Nie jest (dla mnie) to film, w którym najważniejsza jest narracja/fabuła. Najważniejsze (powtarzam: dla mnie) jest schowane pod spodem opowieści - to cienka nić snująca się w nieoczywistych relacjach, niesamowitych połączeniach - a dzięki temu naocznie widzimy jak głęboki może być porozumienie ponad podziałami - za to dzięki czemuś, co najprościej opisać: solidarność jajników  ;D

Ciągle mam w myślach tamto - ostatnie z filmu - spojrzenie pomiędzy dwiema bohaterkami; jakby pierwotna, ale odpracowana przez porozumienie, więź ponad wszystkim.

Ciągle polecam :)
Nie chcę pisać bardziej wprost, aby nie odebrać przyjemności/nieprzyjemności (  ;D ) oglądania tym z Was, które się zdecydują  C:-)
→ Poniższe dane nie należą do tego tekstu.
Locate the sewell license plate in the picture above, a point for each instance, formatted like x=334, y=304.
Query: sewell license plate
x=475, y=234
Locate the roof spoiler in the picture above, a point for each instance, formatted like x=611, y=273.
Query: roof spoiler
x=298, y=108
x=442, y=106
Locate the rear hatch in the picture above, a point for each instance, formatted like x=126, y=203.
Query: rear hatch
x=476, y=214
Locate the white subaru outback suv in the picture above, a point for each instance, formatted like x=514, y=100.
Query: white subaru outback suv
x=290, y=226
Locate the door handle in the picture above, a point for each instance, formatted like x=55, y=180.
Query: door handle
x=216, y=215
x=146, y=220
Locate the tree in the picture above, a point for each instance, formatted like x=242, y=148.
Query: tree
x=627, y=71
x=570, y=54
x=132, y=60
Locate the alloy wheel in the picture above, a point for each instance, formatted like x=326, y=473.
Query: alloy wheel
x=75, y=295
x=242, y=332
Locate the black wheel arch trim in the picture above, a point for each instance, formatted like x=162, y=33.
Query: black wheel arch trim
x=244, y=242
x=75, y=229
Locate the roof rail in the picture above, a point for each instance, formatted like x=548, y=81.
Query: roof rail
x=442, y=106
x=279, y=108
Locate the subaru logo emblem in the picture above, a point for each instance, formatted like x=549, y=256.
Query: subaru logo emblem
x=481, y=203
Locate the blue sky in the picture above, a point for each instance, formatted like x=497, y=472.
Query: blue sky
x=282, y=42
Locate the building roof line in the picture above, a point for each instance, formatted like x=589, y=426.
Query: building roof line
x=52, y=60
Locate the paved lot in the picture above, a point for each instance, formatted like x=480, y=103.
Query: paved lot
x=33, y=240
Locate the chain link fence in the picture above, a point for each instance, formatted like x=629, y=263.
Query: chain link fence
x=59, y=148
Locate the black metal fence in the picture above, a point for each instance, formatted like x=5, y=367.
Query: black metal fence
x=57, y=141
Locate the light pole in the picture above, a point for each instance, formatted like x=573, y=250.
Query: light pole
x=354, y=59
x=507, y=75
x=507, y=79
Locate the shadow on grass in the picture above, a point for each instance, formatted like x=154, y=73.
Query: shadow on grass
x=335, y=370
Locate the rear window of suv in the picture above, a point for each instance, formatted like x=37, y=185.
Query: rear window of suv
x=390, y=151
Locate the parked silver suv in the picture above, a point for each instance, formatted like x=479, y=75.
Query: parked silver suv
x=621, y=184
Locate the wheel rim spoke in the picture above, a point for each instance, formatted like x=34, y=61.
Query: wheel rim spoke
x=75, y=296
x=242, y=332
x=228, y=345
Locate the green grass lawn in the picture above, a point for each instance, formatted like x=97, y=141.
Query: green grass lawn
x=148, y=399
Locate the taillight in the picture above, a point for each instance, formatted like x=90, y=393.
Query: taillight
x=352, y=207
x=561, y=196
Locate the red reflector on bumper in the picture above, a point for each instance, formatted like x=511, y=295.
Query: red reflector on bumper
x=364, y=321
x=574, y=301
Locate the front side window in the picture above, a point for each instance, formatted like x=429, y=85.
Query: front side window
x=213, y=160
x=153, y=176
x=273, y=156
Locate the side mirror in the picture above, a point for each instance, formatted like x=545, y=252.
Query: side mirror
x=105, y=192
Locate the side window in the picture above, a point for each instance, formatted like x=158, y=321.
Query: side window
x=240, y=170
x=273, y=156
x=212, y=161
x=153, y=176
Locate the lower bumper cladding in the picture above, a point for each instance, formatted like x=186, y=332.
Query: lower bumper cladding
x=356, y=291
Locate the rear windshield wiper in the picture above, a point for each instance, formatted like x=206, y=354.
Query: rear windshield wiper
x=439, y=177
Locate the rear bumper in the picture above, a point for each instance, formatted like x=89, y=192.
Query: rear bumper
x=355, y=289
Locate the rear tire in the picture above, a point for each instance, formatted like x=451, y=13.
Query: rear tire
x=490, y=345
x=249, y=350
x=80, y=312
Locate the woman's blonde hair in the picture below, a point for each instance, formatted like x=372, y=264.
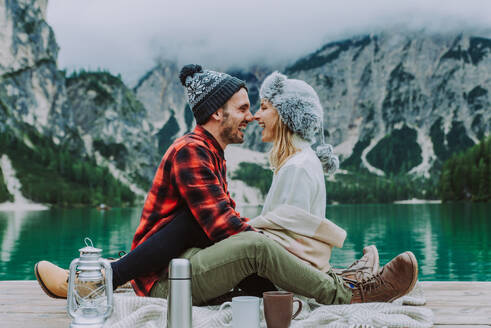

Daleka analogia mi się nasuwa:
spotkałyśmy się tu bo:
- jesteśmy kobietami
- jesteśmy po raku piersi (lub w trakcie)
Ale jesteśmy tu ciągle pomimo wielu różnic - stylu życia, okoliczności życiowych, wieku, rodzaju wykształcenia.
Coś nas łączy. I nie są to nasze jednostkowe cele, bo te mamy różne. Łączy nas - kobiecość, i to że coś (rak) chce/chciało ją zniszczyć.
Tak jak bohaterki film - są połączone, mają wspólny mianownik - choć są tak diametralnie inne, wiodą tak różne życia, z różnymi celami, różnymi motywami.